41. Psychological Tests on the Sense Faculties
This factor of experience enters even into what appear to be the simplest mental operations, the sensory ones. The scant data available from experimental tests indicate that a variety of dark skinned or uncivilized peoples, including Oceanic and African Negroids, Negritos, Ainus, and American Indians, on the whole slightly surpass civilized whites in keenness of vision and fineness of touch discrimination, whereas the whites are somewhat superior in acuity of hearing and sensitiveness to pain. Yet what do these results of measurements mean?
Vision is tested for its distance ability. The farther off one can distinguish objects or marks, the higher one’s rating. Civilized man reads—normally—at 14 inches. He works with sharp knives, with machines that are exact; he is surrounded by things made with such exact machines; he handles thin paper and filmy fabrics. His women sew and embroider with the sharpest of needles, the finest of thread. Everything about us tends toward close accuracy and away from the haziness of distant observation. The savage, on the other hand, the half-civilized person even, inspects the horizon, watches for game or its dim tracks, tries to peer to the bottom of streams for fish. He does not read, his needles are blunt, his thread is cord, his carving without precision even though decorative, the lines he makes are free-hand and far-apart. He is trained, as it were, for the usual vision tests. If the psychologist reversed his experiment and sought the degree of power to see fine differences at close range, it is possible that the savage might prove inferior because untrained by his experience. Such tests seem not to have been made. Until they are, and again show uncivilized man superior, there is no real proof that innate racial differences of serious moment exist.
The whole act of vision in fact involves more than we ordinarily think. After all, seeing is done with the mind as well as with the eye. There is the retinal image, but there is also the interpretation of this image. A sailor descries the distant shore, whereas the landsman sees only a haze on the horizon. To the city dweller a horse and a cow a mile off are indistinguishable. Not so to the rancher. There is something almost imperceptible about the profile of the feeding end of the animal, about its movement, that promptly and surely classes it. At still longer ranges, where the individual animals have wholly faded from sight, a herd of cattle may perhaps be told from one of horses, by the plainsman, through the different clouds of dust which they kick up, or the rate of motion of the cloud. An hour later when the herd is reached and proves to be as said, the astonished traveler from the metropolis is likely to credit his guide’s eyes with an intrinsic power greater than his field glasses—forgetting the influence of experience and training.
In keenness of hearing, on the contrary, one should expect the civilized white to come out ahead, as in fact he does; not because he is Caucasian but because he is civilized and because the instruments of experimentation, be they tuning forks or ticking watches or balls dropped on metal plates, are implements of civilization. Make the test the howl of a distant wolf, or the snapping of a twig as the boughs bend in the wind, and the college student’s hearing might prove duller than that of the Indian or Ainu. There is a story of a woodsman on a busy thoroughfare, amid the roar of traffic and multifarious noise of a great city, hearing a cricket chirp, which was actually discovered in a near-by open cellar. Extolled for his miraculous keenness of audition, the man in the fur cap dropped a small coin on the pavement: at the clink, passers-by across the street stopped and looked around.

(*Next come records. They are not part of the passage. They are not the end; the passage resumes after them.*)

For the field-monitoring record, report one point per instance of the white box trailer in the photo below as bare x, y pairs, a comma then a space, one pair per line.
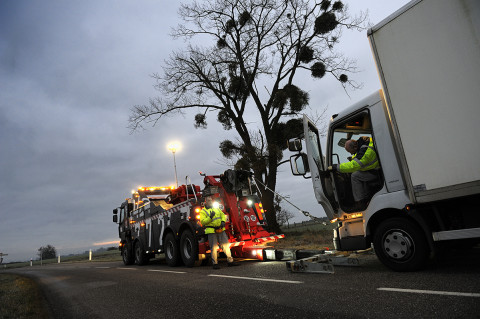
428, 59
422, 126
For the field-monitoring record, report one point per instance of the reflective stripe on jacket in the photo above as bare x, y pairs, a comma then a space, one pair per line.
210, 224
365, 159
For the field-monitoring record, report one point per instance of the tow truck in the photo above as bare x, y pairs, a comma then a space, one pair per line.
156, 220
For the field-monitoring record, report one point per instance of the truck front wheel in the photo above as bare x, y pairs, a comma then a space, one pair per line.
172, 253
188, 248
400, 245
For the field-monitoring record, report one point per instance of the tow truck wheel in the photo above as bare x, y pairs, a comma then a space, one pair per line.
127, 255
188, 248
140, 256
172, 253
401, 245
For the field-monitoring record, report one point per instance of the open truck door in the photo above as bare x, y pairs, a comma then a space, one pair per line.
314, 163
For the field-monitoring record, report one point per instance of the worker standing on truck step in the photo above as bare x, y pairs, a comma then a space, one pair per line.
213, 220
364, 167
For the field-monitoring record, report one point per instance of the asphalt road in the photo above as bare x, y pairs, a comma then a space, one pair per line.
447, 289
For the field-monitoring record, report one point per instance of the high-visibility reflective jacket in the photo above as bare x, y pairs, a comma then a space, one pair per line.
211, 224
365, 159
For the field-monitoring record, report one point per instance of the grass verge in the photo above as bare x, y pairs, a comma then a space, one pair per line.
20, 297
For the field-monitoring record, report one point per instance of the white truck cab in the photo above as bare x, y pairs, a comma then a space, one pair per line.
423, 123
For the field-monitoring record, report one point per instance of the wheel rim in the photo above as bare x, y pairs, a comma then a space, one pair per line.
398, 244
187, 248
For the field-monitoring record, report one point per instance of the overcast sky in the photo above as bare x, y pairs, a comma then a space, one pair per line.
69, 73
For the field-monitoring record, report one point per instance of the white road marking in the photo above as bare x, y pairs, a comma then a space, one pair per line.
126, 268
170, 271
433, 292
260, 279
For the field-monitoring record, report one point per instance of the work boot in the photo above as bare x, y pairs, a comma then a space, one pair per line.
233, 263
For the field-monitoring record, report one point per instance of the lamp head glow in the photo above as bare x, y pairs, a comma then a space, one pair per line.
173, 147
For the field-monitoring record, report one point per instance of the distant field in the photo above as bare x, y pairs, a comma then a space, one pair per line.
111, 255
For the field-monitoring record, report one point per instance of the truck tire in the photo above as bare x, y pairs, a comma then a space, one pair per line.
400, 245
127, 255
172, 253
140, 256
188, 248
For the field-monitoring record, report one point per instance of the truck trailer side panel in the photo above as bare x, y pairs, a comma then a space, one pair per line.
429, 62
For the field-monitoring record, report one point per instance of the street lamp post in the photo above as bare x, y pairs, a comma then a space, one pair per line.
174, 148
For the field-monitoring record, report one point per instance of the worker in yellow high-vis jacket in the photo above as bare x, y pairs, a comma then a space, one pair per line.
213, 220
364, 167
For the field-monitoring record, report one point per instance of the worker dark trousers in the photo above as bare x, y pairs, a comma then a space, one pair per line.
214, 240
359, 186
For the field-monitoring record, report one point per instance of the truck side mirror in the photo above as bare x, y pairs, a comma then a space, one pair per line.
294, 145
299, 164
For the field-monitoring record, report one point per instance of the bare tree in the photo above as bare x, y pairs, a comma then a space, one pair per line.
252, 53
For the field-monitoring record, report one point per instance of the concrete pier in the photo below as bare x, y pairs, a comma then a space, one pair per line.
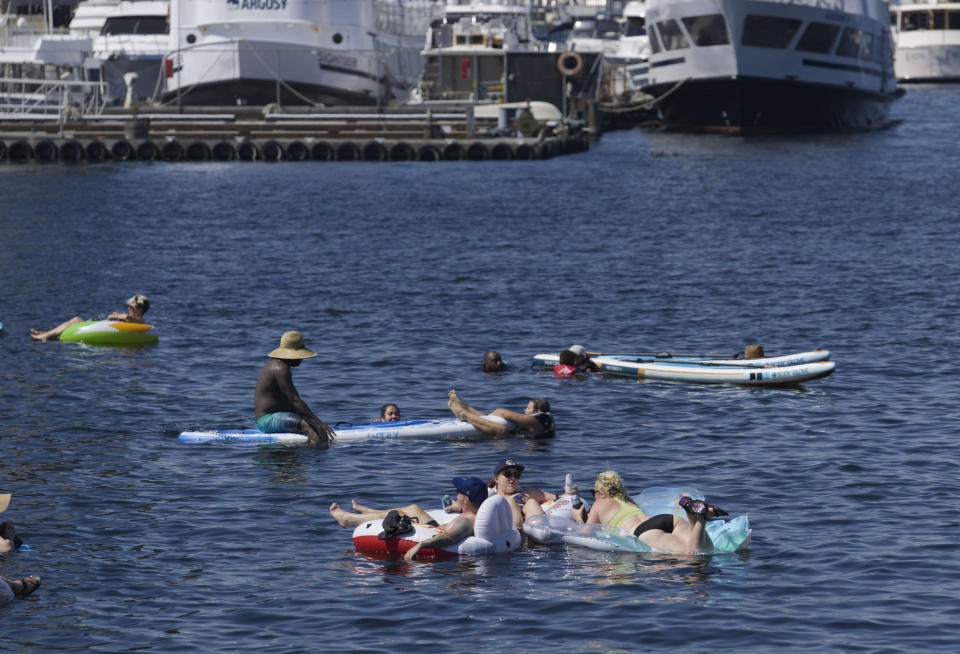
421, 135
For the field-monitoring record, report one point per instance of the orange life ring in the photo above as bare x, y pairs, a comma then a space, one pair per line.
570, 64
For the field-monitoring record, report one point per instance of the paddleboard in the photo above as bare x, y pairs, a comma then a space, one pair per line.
346, 433
714, 372
550, 360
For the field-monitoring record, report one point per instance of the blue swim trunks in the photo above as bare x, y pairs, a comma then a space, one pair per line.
281, 422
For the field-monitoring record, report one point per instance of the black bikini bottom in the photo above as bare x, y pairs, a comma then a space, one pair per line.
663, 522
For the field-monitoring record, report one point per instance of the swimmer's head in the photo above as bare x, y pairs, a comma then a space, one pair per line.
492, 362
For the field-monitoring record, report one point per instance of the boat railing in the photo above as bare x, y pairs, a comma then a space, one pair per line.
36, 97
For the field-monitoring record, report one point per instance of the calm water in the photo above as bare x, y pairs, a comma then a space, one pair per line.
401, 276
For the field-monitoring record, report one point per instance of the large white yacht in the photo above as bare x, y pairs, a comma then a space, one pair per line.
628, 67
295, 51
756, 65
928, 41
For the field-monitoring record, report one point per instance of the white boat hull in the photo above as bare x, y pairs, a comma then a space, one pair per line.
738, 78
305, 53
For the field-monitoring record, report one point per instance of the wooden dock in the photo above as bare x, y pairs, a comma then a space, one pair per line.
333, 135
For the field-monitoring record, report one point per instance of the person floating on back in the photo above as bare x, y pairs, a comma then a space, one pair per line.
534, 421
583, 361
136, 307
279, 408
389, 413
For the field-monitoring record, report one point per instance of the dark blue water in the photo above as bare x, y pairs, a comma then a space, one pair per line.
400, 276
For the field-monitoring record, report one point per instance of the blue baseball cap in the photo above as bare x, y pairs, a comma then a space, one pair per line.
507, 463
472, 487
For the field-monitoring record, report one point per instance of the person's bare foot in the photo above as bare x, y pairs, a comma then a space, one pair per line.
339, 515
457, 410
25, 586
359, 508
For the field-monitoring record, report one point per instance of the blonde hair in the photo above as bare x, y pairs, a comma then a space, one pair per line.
610, 484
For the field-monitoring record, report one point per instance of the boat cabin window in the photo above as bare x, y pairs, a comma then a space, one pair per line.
769, 31
867, 41
654, 40
819, 38
636, 26
672, 36
849, 45
915, 20
599, 28
135, 25
707, 30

As to the pain sense, an introspective, interpretative element necessarily enters into experiments. What constitutes pain? When the trial becomes disagreeable? When it hurts? When it is excruciating? The savage may physiologically feel with his nerve ends precisely as we do. But being reared to a life of chronic slight discomforts, he is likely to think nothing of the sensation until it hurts sharply; whereas we signal as soon as we are sure that the experience is becoming perceptibly unpleasant.
In short, until there shall have been more numerous, balanced, and searching tests made, it must be considered that nothing positive has been established as to the respective sensory faculties of the several human races. The experiments performed are tests not so much of race as of the average experience and habits of groups of different culture.